Stein at the Boston Film Video Foundation has been the recipient of English's generosity for many projects, including newsletters, posters, catalogs and event planning.

"He always did a great job for us and never missed deadlines," Stein says. "He is a really good designer and a really generous person. I have always enjoyed working with him."

English's business savvy is just as relevant as his creative abilities. He's as comfortable with bottom lines as he is with drawing lines.

"My business perspective comes from two things," English says. "First, I have always worked at a high level with either the president of a firm or the vice president of marketing. I learned to ask positioning questions about their firm and I found that no one was asking good questions.

"The second thing is the desire to be continually growing in every capacity.
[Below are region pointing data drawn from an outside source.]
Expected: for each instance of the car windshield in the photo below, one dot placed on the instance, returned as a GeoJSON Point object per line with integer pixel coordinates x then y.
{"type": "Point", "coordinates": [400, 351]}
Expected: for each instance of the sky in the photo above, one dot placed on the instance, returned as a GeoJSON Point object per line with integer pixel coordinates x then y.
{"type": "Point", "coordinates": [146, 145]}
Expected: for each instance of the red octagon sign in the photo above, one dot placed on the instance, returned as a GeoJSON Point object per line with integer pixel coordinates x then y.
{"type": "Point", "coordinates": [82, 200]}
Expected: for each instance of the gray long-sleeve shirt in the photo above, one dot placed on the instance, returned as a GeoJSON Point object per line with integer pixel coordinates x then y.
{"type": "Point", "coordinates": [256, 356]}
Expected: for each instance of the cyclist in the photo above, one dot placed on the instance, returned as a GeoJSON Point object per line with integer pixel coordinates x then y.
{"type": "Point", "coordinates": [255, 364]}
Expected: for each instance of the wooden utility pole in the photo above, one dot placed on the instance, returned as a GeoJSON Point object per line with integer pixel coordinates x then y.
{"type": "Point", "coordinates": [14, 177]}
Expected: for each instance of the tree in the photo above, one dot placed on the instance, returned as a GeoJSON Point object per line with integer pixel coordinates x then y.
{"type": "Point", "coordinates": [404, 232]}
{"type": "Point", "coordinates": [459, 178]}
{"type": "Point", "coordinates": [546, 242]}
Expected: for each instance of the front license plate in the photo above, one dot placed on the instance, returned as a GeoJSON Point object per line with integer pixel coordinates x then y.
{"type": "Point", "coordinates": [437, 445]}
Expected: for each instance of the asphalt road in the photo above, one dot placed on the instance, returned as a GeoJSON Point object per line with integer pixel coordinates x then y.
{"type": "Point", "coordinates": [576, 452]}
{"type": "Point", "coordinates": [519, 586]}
In order to have a growing business, you have to be a valuable part of business community and be able to contribute in a positive fashion to the community."

English describes his company as "lean and friendly." He's open and supportive with his employees.

"I don't believe in giving 110 percent, because that's mathematically impossible," English says. "I always give 100 percent. Now, 90 percent, that's not acceptable, but 100 percent is all you can ask."

Chris Ollier was English's first intern in Austin. He now works full time as a designer there. He enjoys the sense of openness and discovery that English has created in the working environment.

"The idea in the studio is that you shouldn't be afraid to try things," Ollier says. "You should be able to go out and develop a good, valid idea. If it is wrong, then you go back and redo it."

"I have an enormous amount of freedom," Ollier says. "I have more creative freedom and get to work on client projects more than people who have been out of school for four or five years."

English's immediate priority is in adding more employees for his growing business. He says he believes in hiring people who can think rather than those with specific experience.

"I had a friend in Boston, and I asked him, like I ask everyone, `What is the worst thing you've done in business?'" English says.

"He said it was hiring the wrong people. Hiring is time-consuming and expensive. And then you have to hope they can get the job done."

English's work has brought national attention to the firm. He often lectures throughout the country on his design philosophy.

"He is a phenomenal speaker," says Alexis Adauto, account director at Marc English: Design.

"He really engages the audience and gets their attention. He is so accepting of so many different cultures and things going on around him and it comes across in his work."

She describes his lectures as "an experience." For example, he often accompanies his talks by playing the throbbing drumbeat of Marilyn Manson's "Beautiful People" -- definitely not your standard corporate pitch.

CINDY ROYAL is an Austin-based freelance writer.